Chinese painter (1902–1967)

Chen Yuandu (陳緣督) (March 1902 – December 1967) was a Chinese painter who played a significant role in the localisation of Christian paintings in modern China. Under the influence of the Catholic Cardinal Celso Constantini, He became Catholic and was baptised as Luke Chen in 1932. He was also professor of National Peking Arts College, the Beijing Academy of Fine Arts, Fine Arts Department of Fu Jen Catholic University, lecturer of Beijing Art Teachers College at the Central Academy of Arts, professor of Chinese Artists Association.

He was born in Meixian in Guangdong Province. At the age of 17, he became an apprentice of the master of Chinese painting, Jin Beilou, who founded the Chinese Painting Research Association and the Lake Club Painting Association, the latter of which become the Chinese Painting Academy after 1949. Chen joined both Associations in 1923 and in 1927, respectively.

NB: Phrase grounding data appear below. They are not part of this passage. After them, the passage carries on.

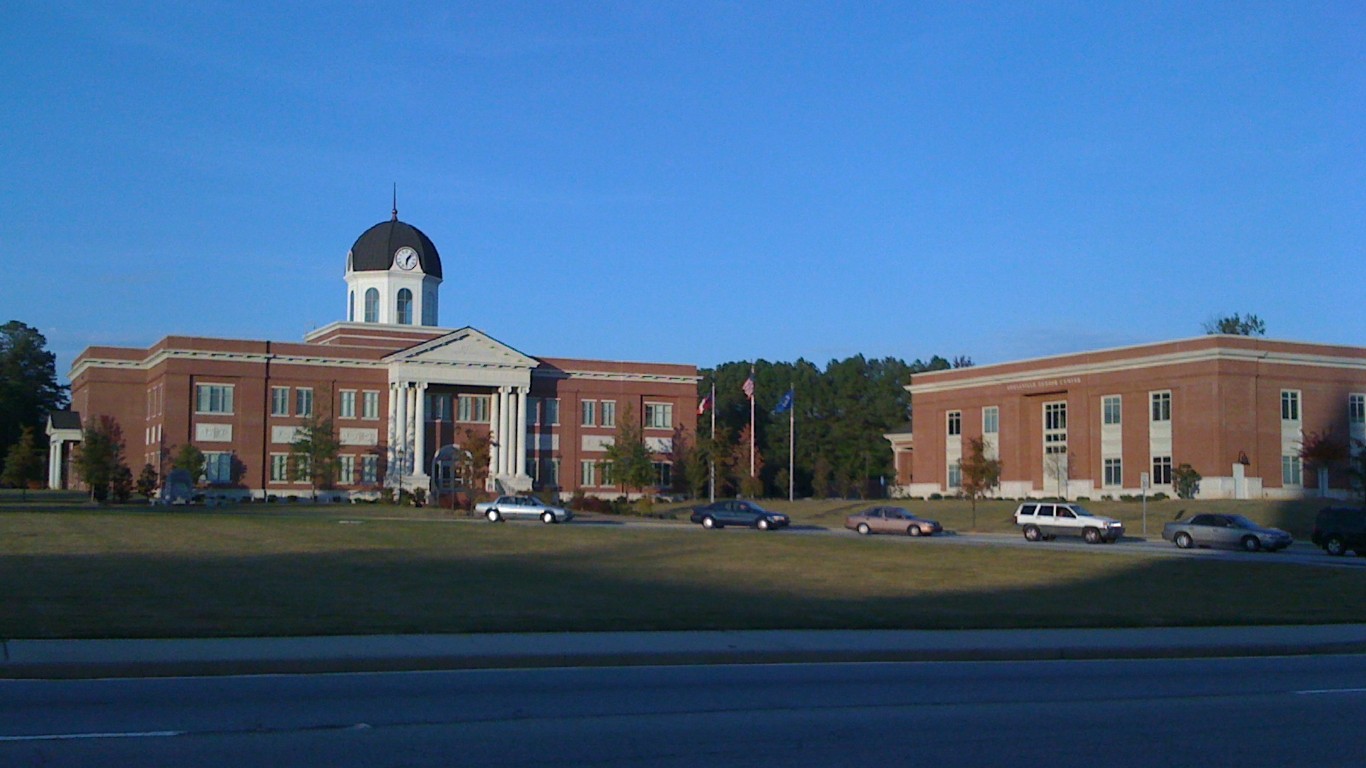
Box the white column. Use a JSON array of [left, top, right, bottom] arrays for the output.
[[48, 439, 61, 489], [396, 382, 409, 477], [515, 386, 529, 477], [406, 384, 418, 475], [414, 381, 428, 478], [498, 386, 512, 476], [387, 382, 399, 479], [489, 387, 502, 478]]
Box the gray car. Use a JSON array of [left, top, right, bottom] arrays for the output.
[[474, 495, 573, 524], [1162, 513, 1291, 552]]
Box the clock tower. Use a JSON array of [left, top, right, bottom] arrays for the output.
[[343, 203, 443, 326]]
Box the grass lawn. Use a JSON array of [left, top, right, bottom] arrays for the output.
[[3, 498, 1364, 639]]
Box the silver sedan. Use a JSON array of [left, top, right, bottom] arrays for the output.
[[474, 495, 573, 524], [1162, 513, 1292, 552]]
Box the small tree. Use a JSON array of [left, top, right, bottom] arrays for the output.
[[2, 425, 44, 495], [603, 404, 655, 501], [110, 464, 134, 503], [1347, 439, 1366, 504], [1173, 463, 1202, 500], [135, 463, 159, 500], [457, 427, 493, 500], [1203, 313, 1266, 336], [1300, 429, 1348, 497], [72, 415, 128, 503], [171, 444, 206, 485], [959, 436, 1002, 530], [289, 415, 340, 501], [735, 423, 764, 497]]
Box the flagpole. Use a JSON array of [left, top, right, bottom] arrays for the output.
[[708, 381, 715, 503], [788, 381, 795, 502], [748, 366, 756, 479]]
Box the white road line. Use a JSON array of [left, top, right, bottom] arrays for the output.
[[1295, 688, 1366, 695], [0, 730, 182, 743]]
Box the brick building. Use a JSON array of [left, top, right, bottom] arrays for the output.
[[50, 211, 698, 500], [886, 336, 1366, 500]]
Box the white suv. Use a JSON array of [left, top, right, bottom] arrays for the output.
[[1014, 502, 1124, 544]]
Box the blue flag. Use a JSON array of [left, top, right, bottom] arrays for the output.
[[774, 389, 794, 414]]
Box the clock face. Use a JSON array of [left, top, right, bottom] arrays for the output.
[[395, 247, 419, 270]]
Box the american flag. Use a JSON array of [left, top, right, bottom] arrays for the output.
[[742, 371, 755, 400]]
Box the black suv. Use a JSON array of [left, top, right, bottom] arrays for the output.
[[1310, 506, 1366, 557]]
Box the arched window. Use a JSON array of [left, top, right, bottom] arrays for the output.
[[348, 291, 355, 322], [422, 289, 437, 326], [364, 288, 379, 323], [396, 288, 413, 325]]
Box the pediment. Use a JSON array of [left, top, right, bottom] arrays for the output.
[[383, 327, 538, 370]]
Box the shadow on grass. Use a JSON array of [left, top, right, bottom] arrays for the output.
[[3, 522, 1364, 640]]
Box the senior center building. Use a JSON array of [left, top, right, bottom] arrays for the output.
[[50, 209, 698, 499], [887, 336, 1366, 500]]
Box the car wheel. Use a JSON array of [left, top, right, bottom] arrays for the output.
[[1174, 532, 1193, 549], [908, 525, 922, 537], [486, 509, 501, 523], [701, 516, 717, 529], [1023, 525, 1042, 542], [1241, 536, 1261, 553], [757, 518, 771, 531], [857, 523, 871, 535], [1325, 536, 1346, 556], [1083, 527, 1102, 544], [541, 511, 555, 524]]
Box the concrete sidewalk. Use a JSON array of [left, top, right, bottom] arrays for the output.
[[5, 625, 1366, 679]]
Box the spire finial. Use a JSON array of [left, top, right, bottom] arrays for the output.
[[391, 183, 398, 221]]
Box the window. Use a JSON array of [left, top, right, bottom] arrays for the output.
[[363, 390, 380, 420], [396, 288, 413, 325], [580, 460, 595, 487], [536, 457, 560, 488], [1044, 402, 1067, 454], [348, 290, 355, 322], [271, 386, 289, 417], [1104, 458, 1122, 487], [581, 400, 596, 427], [1350, 394, 1365, 424], [1281, 390, 1300, 421], [339, 390, 357, 419], [295, 388, 313, 417], [337, 455, 355, 485], [1151, 391, 1171, 422], [428, 393, 451, 421], [544, 398, 560, 426], [458, 395, 490, 423], [364, 288, 379, 323], [270, 454, 289, 482], [196, 384, 234, 414], [1282, 455, 1303, 486], [644, 402, 672, 429], [1152, 456, 1173, 485], [653, 462, 672, 488], [947, 463, 961, 488], [601, 400, 616, 428], [1103, 396, 1121, 426], [600, 461, 614, 487], [947, 411, 961, 436], [983, 407, 998, 435], [204, 452, 233, 484], [361, 455, 379, 484]]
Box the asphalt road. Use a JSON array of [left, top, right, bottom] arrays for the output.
[[4, 655, 1364, 767]]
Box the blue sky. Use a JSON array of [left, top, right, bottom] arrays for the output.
[[3, 1, 1362, 382]]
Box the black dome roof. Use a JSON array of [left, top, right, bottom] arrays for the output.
[[348, 215, 443, 278]]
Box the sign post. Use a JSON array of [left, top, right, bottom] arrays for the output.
[[1140, 471, 1150, 536]]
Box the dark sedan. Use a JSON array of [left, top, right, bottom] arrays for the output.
[[845, 506, 942, 537], [1162, 513, 1292, 552], [689, 500, 790, 531]]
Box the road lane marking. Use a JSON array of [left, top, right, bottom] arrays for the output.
[[1295, 688, 1366, 695], [0, 730, 182, 742]]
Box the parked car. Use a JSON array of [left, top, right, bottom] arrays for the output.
[[689, 500, 789, 531], [845, 506, 942, 537], [474, 495, 573, 524], [1162, 513, 1292, 552], [1310, 506, 1366, 556], [1014, 502, 1123, 544]]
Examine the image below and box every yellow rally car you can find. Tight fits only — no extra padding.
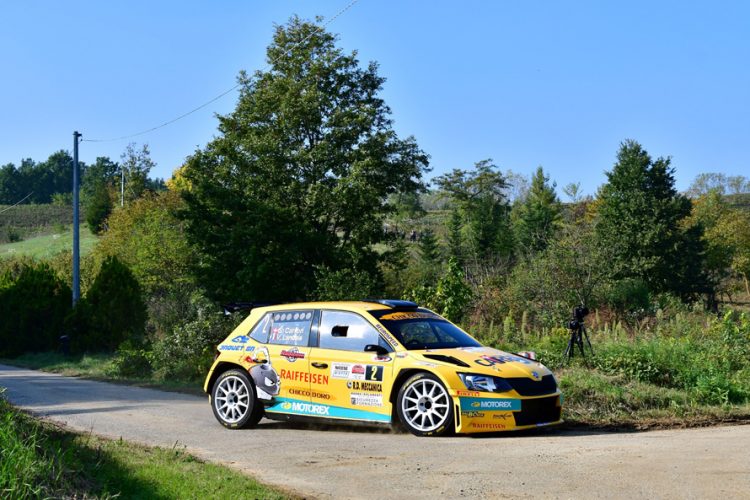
[204,300,562,436]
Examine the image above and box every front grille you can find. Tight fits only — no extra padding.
[513,396,561,426]
[506,374,557,396]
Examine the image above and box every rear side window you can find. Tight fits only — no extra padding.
[268,311,313,347]
[249,313,272,343]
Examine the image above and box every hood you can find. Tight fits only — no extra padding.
[411,346,551,378]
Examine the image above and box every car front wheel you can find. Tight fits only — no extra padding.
[211,369,263,429]
[397,373,454,437]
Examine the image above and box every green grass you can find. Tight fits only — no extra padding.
[0,393,290,499]
[0,225,98,259]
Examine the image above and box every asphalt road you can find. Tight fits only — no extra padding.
[2,364,749,499]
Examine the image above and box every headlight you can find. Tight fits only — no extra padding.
[458,373,513,393]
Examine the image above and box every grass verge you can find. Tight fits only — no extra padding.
[0,393,290,499]
[0,225,98,259]
[0,352,204,395]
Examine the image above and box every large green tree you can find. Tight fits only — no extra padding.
[181,17,428,301]
[512,166,561,255]
[434,159,513,262]
[120,143,155,205]
[594,140,707,298]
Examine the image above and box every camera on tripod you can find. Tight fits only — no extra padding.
[562,304,593,364]
[568,305,589,330]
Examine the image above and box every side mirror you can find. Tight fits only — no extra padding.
[364,344,389,356]
[332,325,349,337]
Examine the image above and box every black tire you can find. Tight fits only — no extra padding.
[396,372,454,437]
[211,369,263,429]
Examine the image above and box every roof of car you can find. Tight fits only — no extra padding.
[256,301,392,312]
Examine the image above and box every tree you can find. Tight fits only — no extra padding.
[418,228,441,266]
[120,143,155,204]
[446,208,464,265]
[75,256,147,351]
[96,190,196,298]
[82,157,119,199]
[434,159,513,262]
[0,163,24,204]
[86,182,113,234]
[512,166,561,255]
[180,17,428,301]
[594,140,707,299]
[687,173,750,198]
[689,190,750,297]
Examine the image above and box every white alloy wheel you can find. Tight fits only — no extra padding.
[398,374,453,436]
[211,369,264,429]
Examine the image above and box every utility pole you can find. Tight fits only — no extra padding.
[72,131,82,306]
[121,163,125,207]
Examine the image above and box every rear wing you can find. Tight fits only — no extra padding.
[221,301,280,315]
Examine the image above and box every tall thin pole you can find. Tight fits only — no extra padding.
[72,131,81,306]
[121,164,124,207]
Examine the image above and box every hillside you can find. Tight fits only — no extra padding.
[0,226,97,259]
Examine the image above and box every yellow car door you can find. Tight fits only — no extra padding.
[260,310,318,417]
[307,309,395,423]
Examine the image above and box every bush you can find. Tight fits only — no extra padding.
[106,341,153,378]
[150,294,240,382]
[0,262,71,357]
[68,256,146,352]
[409,258,472,323]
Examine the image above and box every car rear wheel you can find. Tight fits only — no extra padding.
[397,373,454,437]
[211,369,263,429]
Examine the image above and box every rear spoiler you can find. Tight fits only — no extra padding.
[221,301,280,316]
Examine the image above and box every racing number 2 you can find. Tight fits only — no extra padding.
[366,365,383,382]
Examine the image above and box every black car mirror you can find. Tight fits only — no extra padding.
[364,344,388,356]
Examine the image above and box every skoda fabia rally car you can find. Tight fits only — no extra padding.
[204,300,562,436]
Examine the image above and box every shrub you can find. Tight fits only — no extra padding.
[0,262,71,357]
[151,296,240,382]
[68,256,146,352]
[409,258,472,323]
[106,341,153,378]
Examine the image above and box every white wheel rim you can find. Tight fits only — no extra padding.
[401,379,450,432]
[214,375,251,424]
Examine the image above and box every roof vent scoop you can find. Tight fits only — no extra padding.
[422,354,471,368]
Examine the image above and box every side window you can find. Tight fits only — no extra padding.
[249,313,272,343]
[268,311,313,347]
[319,311,387,352]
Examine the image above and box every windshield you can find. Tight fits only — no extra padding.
[369,309,481,350]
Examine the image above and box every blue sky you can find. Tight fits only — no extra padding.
[1,1,748,197]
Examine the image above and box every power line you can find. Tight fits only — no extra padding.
[0,192,34,214]
[83,0,360,143]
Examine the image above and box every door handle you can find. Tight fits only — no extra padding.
[311,362,328,369]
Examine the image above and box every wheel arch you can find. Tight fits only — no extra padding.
[389,368,458,425]
[205,361,246,395]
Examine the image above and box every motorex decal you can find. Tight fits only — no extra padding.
[459,397,521,411]
[265,397,391,422]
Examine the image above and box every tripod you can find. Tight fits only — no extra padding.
[562,319,594,365]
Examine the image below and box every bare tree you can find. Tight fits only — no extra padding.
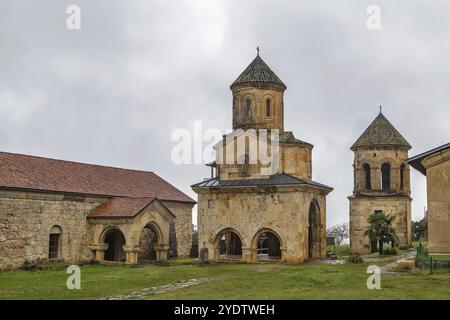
[326,223,349,246]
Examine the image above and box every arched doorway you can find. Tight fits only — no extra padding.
[138,223,160,262]
[255,230,281,261]
[104,228,126,262]
[217,229,242,261]
[308,200,321,259]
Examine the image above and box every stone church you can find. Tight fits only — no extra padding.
[192,52,333,264]
[0,152,195,270]
[349,111,412,254]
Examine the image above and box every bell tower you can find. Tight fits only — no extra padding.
[349,110,412,254]
[230,49,286,132]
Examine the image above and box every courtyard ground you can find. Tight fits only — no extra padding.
[0,255,449,300]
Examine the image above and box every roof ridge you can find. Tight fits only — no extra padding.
[0,150,155,174]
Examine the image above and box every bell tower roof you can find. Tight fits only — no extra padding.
[230,51,286,91]
[351,111,411,150]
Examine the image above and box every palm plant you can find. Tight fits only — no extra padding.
[365,212,399,255]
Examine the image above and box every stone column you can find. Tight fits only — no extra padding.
[89,244,108,262]
[123,246,140,265]
[242,246,253,263]
[154,244,170,264]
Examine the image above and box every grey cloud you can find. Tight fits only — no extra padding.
[1,0,448,226]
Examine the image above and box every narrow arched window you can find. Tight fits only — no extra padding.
[381,163,391,191]
[400,164,405,190]
[363,163,371,190]
[245,99,252,117]
[238,154,250,176]
[49,226,62,259]
[266,99,271,117]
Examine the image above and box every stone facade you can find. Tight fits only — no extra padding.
[165,202,194,257]
[425,148,450,253]
[0,190,103,269]
[0,188,193,270]
[196,187,328,263]
[408,144,450,253]
[349,196,411,253]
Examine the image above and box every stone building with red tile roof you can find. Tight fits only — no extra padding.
[0,151,195,269]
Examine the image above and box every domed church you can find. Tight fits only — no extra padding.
[192,51,333,263]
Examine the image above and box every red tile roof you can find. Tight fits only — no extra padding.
[88,197,159,218]
[0,151,195,204]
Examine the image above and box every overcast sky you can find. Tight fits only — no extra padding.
[1,0,449,226]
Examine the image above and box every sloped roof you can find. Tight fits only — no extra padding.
[0,151,195,203]
[230,54,286,90]
[88,197,157,218]
[280,131,313,147]
[351,112,411,150]
[407,142,450,175]
[191,173,332,191]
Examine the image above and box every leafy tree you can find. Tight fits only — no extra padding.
[412,217,427,241]
[364,212,399,255]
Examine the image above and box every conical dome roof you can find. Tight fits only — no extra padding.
[230,53,286,90]
[351,112,411,150]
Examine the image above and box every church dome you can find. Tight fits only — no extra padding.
[230,52,286,91]
[351,112,411,150]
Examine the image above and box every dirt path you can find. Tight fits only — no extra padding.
[379,249,416,274]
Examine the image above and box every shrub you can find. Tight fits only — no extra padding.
[348,253,363,264]
[383,247,398,255]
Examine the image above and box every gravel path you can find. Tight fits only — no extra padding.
[100,277,217,300]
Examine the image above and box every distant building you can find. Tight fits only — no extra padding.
[408,143,450,254]
[0,152,195,269]
[349,112,412,254]
[192,52,332,263]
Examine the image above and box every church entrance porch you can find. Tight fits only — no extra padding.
[88,197,175,265]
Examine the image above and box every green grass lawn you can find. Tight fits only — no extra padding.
[327,244,350,258]
[0,258,449,300]
[429,255,450,262]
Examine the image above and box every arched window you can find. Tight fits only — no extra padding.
[245,98,252,117]
[49,226,62,259]
[238,154,250,176]
[266,99,271,117]
[363,163,371,190]
[381,163,391,191]
[400,164,405,190]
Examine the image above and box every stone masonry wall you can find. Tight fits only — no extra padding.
[164,201,194,258]
[0,189,104,270]
[197,187,327,264]
[425,150,450,253]
[349,196,412,254]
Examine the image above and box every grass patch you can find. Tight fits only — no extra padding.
[0,259,449,300]
[327,244,350,258]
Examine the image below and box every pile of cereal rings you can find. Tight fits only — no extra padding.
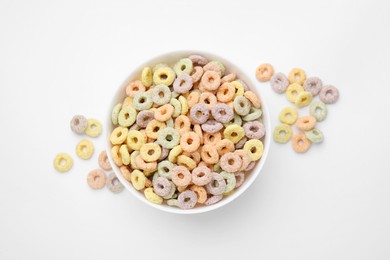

In 1922, Celso Costantini was appointed by Pope Pius XI as the first Apostolic Delegate to China. In 1930, under the leadership of Costantini, Fu Jen Catholic University established its Department of Fine Arts, which aimed to "use native art as a means of spreading the Catholic faith." Although Chen Yuandu then was not a Christian, Constaniti invited him Yuandu to join the newly established department. Chen later became attracted by Christian arts and faith, and was baptised in 1932. Through his role in Fu Jen, he began to exert considerable influence on generations of Christian painters in modern China.

Chen was persecuted during the Cultural Revolution and committed suicide in 1967.